TRIBUNNEWS.COM, JAKARTA – Sekretaris Jenderal atau Sekjen  PDI Perjuangan (PDIP) Hasto Kristiyanto mengatakan PDIP siap menghadapi Pilpres dengan kemungkinan dua atau lebih pasangan calon.

Hal itu disampaikan Hasto usai menjadi pembicara Diskusi Menyongsong Pemilu 2024: Kesiapan, Antisipasi dan Proyeksi yang digelar oleh Kedeputian Bidang Kebijakan Pembangunan Badan Riset dan Inovasi Nasional (BRIN), di Jakarta, Kamis, (25/8/2022).

“Dalam situasi ketika pemulihan ekonomi belum sepenuhnya pulih, dan ketidakpastian global, maka Indonesia memerlukan pelaksanaan Pilpres yang demokratis, cepat, kredible, dan bagaimana memastikan hanya berlangsung satu putaran,” katanya.

Menurut dia, padangan ini bisa terwujud apabila dilakukan langkah konsolidasi dan mendorong kerjasama parpol di depan, sehingga mengarah pada dua paslon.

“Ini yang ideal berdasarkan konteks saat ini, meski PDI Perjuangan siap bertanding dengan 2 atau 3 paslon. Sekiranya 3 paslon, pada putaran kedua pasti akan terjadi deal-deal politik baru. Jadi kenapa tidak membangun kesepahaman di depan saja,” sambungnya.

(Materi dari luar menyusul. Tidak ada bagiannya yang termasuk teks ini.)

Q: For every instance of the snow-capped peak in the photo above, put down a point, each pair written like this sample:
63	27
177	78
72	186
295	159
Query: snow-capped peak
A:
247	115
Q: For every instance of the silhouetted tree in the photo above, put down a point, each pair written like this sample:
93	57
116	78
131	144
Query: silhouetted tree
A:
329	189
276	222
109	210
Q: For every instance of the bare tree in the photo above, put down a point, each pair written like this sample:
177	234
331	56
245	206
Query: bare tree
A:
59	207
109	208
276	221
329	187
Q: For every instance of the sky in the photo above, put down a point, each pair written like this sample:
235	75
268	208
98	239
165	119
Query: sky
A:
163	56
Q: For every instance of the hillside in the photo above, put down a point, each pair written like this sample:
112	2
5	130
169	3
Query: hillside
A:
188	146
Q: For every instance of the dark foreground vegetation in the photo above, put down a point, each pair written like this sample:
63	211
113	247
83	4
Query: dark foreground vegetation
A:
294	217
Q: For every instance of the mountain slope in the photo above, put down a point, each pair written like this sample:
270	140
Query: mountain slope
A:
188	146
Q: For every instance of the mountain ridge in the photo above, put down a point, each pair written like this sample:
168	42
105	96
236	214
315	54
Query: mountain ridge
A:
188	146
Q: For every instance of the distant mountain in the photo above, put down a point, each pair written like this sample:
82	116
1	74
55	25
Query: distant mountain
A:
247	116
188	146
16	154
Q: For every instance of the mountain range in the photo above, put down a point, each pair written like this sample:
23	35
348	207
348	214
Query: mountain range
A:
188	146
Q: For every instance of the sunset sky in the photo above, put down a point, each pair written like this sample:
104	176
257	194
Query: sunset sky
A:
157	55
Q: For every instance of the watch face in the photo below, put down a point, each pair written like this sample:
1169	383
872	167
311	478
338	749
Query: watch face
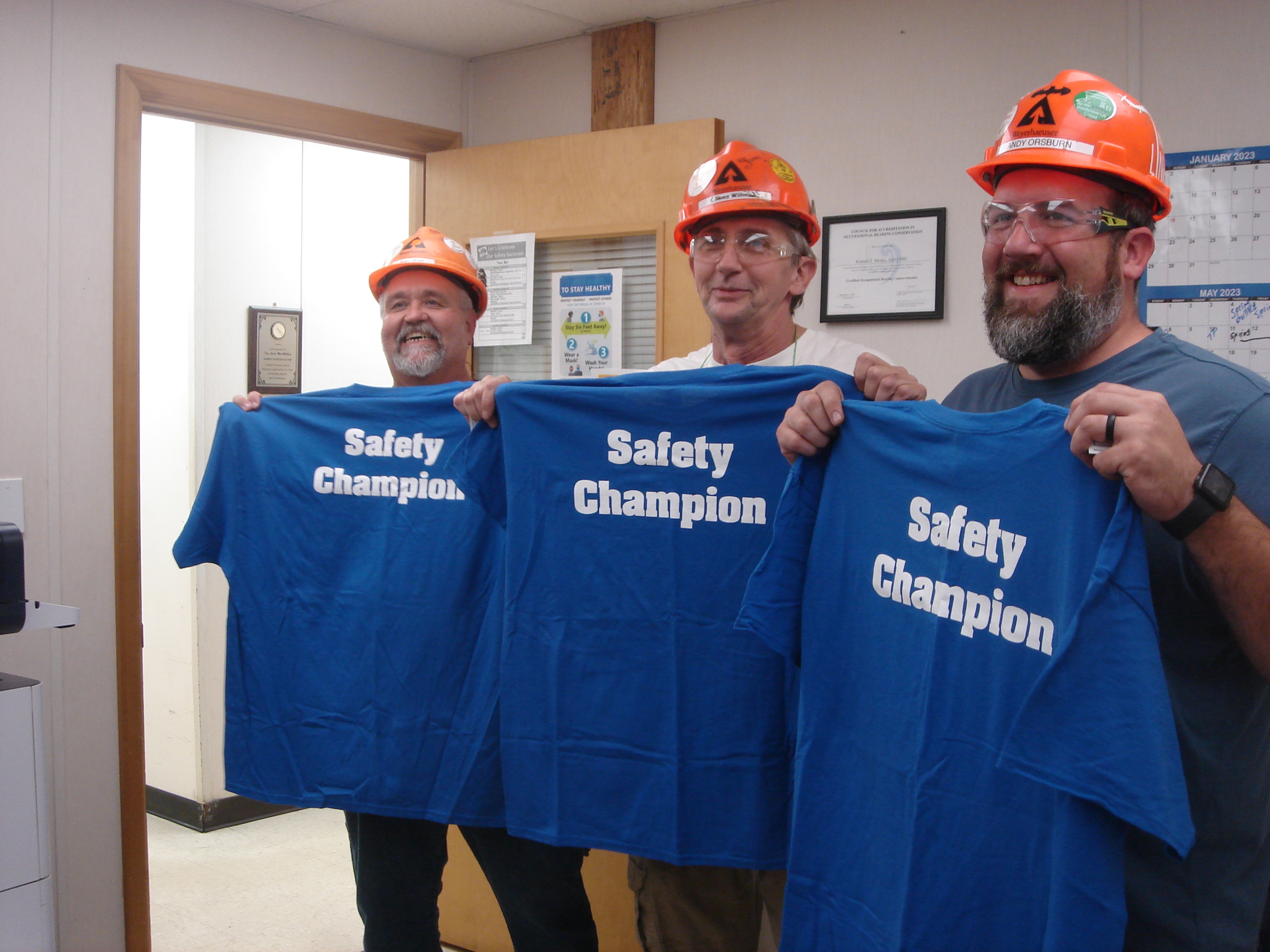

Baca juga: Golkar-PSI Sejalan, Komitmen Lanjutkan Program Jokowi dan Sepakat Hindari Politik Identitas

Hasto juga menerima pendapat yang mengatakan 2 pasangan akan menghindarkan diri dari politik identitas.

Namun, ia berpandangan bahwa politik Indonesia itu harus dibawa pada mencerdaskan kehidupan bangsa.

“Mereka yang menggunakan politik identitas dan politik primordial, biasanya miskin kinerja, tidak punya prestasi, maka digunakanlah cara-cara yang tidak cerdas, tidak bijak, dan tidak membangun peradaban,” lanjut Hasto.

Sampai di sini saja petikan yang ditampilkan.